Overview
Using this feature you can run CIS benchmark tests (v1.0.0) for your Azure cloud. This includes CIS level 1 and level 2 checks for Azure as specified here: https://www.cisecurity.org/benchmark/azure/
Pre-requisites
Azure CLI is required, please install it by following the steps mentioned here for your Operating System.
Steps involved
- Open a new shell / terminal.
- Check that twigs is installed and running properly by running below command:
twigs azure_cis -h
- Sign in into your Azure instance using Azure CLI as described here on the host where you will be running twigs.

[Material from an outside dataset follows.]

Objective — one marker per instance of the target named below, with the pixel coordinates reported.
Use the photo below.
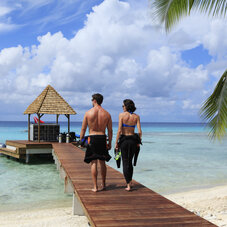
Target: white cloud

- You can run the command below:
twigs azure_cis --assetid UNIQUE_ASSET_ID --assetname NAME_LABEL_FOR_ASSET
- Asset id is not optional. Use a unique identifier for your Azure cloud instance as an asset.
- After discovery is complete, you can login into ThreatWorx Console to view the newly discovered Azure instance as an asset as well as results of the CIS benchmark tests.
- Twigs will automatically mark/resolve any fixed issues that were discovered as part of a previous run.
Example
$ twigs azure_cis --assetid prod_azure_cis --assetname "Production Azure CIS"
Run CIS benchmark checks for Azure CSPM. Note you need to login into Azure CLI first.